Maybe this is as close to a favorite Bowie track as I have.  I dunno.  I could be wrong.  I could be thinking of "Station to Station".  Or "Life on Mars", could be "Life on Mars".  But there's something about this one I always come back to.

I think it's the delivery.  There's this weird thing in "Five Years", where you have all these characters who are just labels--"The News Guy", "A Girl My Age"--and yet the way Bowie sums them up, there's something somehow specific about each of them, as if he's just mentioning them by a descriptor, "Oh, you know, the soldier with a broken arm," but he knows exactly who he's referring to and so you do, too, you can just picture them in your head even though there's not actually a lot there; he hasn't told you anything more than that there's a soldier, one with a broken arm.

Also, I'm a sucker for dynamics, and this song's slow, sloping rise from hushed drums to Bowie's frenzied, apocalyptic wailing bores right down into some primal part of my brain that goes, "Music, goo-ooood," in slurred Frankensteinian tones.

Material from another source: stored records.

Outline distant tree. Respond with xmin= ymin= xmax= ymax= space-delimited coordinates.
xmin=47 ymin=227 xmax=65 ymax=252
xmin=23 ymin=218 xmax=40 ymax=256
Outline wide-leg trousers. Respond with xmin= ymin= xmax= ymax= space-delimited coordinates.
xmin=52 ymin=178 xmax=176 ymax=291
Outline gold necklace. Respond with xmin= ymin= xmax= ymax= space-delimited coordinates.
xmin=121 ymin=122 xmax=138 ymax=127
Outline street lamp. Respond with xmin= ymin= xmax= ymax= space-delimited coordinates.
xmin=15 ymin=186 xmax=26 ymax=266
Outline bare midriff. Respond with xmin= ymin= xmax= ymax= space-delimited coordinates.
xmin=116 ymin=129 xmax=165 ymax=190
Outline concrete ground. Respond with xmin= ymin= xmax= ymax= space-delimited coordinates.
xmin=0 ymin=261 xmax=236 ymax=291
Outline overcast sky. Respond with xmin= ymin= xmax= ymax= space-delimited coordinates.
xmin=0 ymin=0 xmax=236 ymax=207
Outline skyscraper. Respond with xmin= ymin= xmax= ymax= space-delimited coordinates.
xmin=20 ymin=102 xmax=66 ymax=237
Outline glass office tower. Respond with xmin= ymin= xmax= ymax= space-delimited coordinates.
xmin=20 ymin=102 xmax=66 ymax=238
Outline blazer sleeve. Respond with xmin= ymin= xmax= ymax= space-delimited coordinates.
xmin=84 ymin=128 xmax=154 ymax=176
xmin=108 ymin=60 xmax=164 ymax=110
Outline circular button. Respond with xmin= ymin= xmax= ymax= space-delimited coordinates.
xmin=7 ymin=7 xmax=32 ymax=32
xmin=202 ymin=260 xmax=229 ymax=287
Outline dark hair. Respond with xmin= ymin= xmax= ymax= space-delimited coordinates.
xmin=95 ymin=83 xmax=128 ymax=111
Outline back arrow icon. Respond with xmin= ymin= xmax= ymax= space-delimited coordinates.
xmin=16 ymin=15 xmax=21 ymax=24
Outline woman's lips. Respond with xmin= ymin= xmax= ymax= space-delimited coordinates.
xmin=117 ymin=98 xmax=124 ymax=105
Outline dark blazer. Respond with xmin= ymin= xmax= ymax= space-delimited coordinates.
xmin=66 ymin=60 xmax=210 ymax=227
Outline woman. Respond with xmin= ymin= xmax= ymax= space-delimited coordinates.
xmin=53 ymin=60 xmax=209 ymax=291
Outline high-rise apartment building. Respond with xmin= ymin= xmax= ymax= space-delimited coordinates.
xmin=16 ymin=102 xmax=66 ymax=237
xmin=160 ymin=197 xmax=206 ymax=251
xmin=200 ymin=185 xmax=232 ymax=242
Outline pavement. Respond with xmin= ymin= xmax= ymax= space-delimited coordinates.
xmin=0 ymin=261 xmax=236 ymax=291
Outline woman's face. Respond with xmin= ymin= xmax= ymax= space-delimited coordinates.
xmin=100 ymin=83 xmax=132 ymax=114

The world didn't end in 1977, which is good because we probably would have all missed Star Wars that May, but Bowie made it sound credible that it could have happened.  Again, it's all in the delivery: Bowie never gets around to telling us why the Earth is really dying, not on "Five Years" nor on any of the rest of The Rise and Fall of Ziggy Stardust and the Spiders from Mars, but the sorrow and rage dripping in his voice is too poignant for it not to be gospel.

A lot will be made in the obituaries about Bowie's theatricality, but it wasn't just that he sometimes liked to dress up onstage, wear lots of makeup, and do these elaborate bits of mime and kabuki and whatever while he was up there.  His singing was always theatrical, whether it was the neoretro crooning on tracks like "Station to Station" or his conversational-to-a-scream delivery of "Five Years".  And yet it always sounded naturalistic; I've long had a guilty pleasure thing for Meat Loaf singing Jim Steinman, but Loaf and Steinman are always theatrically theatrical, those songs are so obviously showtunes ramped up with loud guitars and there's always something a little (or a lot) silly about the whole thing that makes it hard not to crack up a little even when the lyrics are about a viciously fatal motorcycle wreck.  But Bowie was never silly unless he wanted to be, that's how in control Bowie always was of his voice, his manner, his persona; and even when he wanted to be silly, there was a slyness that let you know he was in on the joke.

But that's not "Five Years".  "Five Years" is just brutal.  And beautiful.